Under repeated prodding, Mr. Hargrove suggested Mr. Harper is at least a quasi-separatist.
"His view of the country is a separatist view that doesn't have a strong federal government. A strong federal government is what makes Canada what it is," he said. "Putting in place a framework that will make it easier for the separatists to win in Quebec, surely that's pretty close to being a separatist."
Mr. Hargrove issued a clarification later in the day, saying Mr. Harper is a federalist but is playing into the hands of separatists. Mr. Martin pointed to the clarification, saying that he does not doubt Mr. Harper's patriotism.
Conservative Leader Stephen Harper, who was campaigning in Toronto, said he was shocked by Mr. Hargrove's statement.
"I have never been one to either analyze or predict the behaviour of Buzz Hargrove but he's not part of my campaign, he's part of Mr. Martin's campaign and I think Mr. Martin and the Liberal Party should distance themselves from that type of advocacy," Mr. Harper said.
"I think that's bad for the country. I think it shows a partisanship that puts the interests of the Liberal Party ahead of the interests of the country, and that's one of the reasons the Liberal Party is in trouble in public opinion."
Mr. Hargrove's comments about Mr. Harper extended further. He called the National Citizens' Coalition, which Mr. Harper headed, a "secret society." He also was provocative about Alberta, saying Mr. Harper doesn't have a sense of Canada and its communities. "His sense is about Alberta, where the wealth in Alberta, everyone recognizes is much greater than it is anywhere in Canada. The principles that he's brought up with and believes in coming out of there don't sit well with the rest of Canada."
In a day of whistle stops from Strathroy, Ont., to Toronto, Mr. Martin sharpened his call for "progressive" voters -- Liberals, New Democrats, Greens and former Progressive Conservatives -- to unite behind him to stop a Conservative government that would renege on the Kyoto accord, kill the national daycare program and cut funding for cities.
He told supporters in Milton that two-thirds of Ontarians want a progressive government, not the Tories, but they are divided three ways between Liberals, New Democrats and Greens.

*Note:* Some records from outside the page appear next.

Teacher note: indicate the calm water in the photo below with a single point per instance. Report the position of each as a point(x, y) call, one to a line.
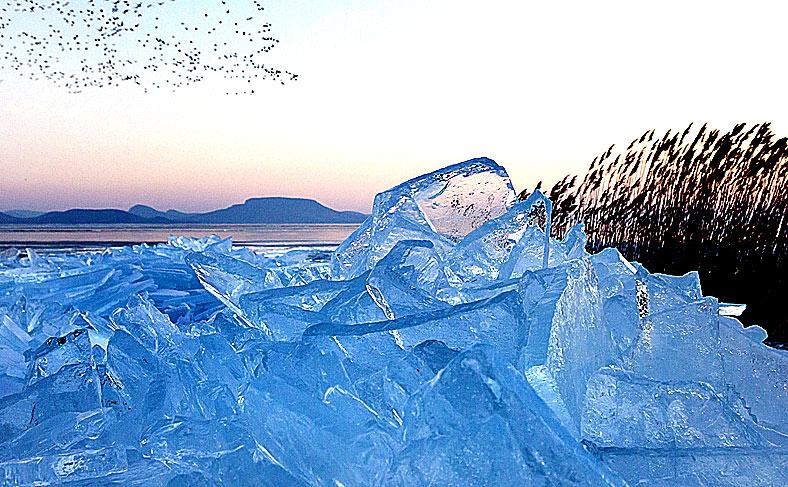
point(91, 237)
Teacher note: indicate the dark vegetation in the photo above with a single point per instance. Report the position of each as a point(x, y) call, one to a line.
point(701, 199)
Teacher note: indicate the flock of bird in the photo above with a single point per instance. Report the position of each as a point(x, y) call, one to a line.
point(79, 44)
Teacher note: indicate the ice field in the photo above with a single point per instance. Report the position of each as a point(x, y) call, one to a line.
point(448, 341)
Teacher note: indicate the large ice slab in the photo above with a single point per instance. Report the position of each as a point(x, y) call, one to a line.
point(442, 207)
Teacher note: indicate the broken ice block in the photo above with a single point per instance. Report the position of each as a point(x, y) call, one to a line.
point(486, 252)
point(624, 410)
point(479, 423)
point(566, 333)
point(442, 207)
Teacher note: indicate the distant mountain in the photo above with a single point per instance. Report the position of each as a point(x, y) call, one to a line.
point(87, 217)
point(257, 211)
point(23, 213)
point(252, 211)
point(6, 218)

"In order for us to do what we want in this country, the time has come for every progressive voter . . . to come with us. The fact is that [NDP Leader]Jack Layton can't do anything, cannot do anything to stop Stephen Harper. And in fact when I look at the way Jack Layton has behaved in this election campaign, political expediency before principle, I'm not even sure he wants to."
At a boisterous evening rally with about 350 supporters in Toronto's Trinity-Spadina riding, where Liberal Tony Ianno is in a close race with New Democrat Olivia Chow, Mr. Martin made his appeal to NDP supporters even more direct.
"If you mark your ballot for the NDP, then you may well end up making Stephen Harper the next prime minister of Canada," he told the crowd.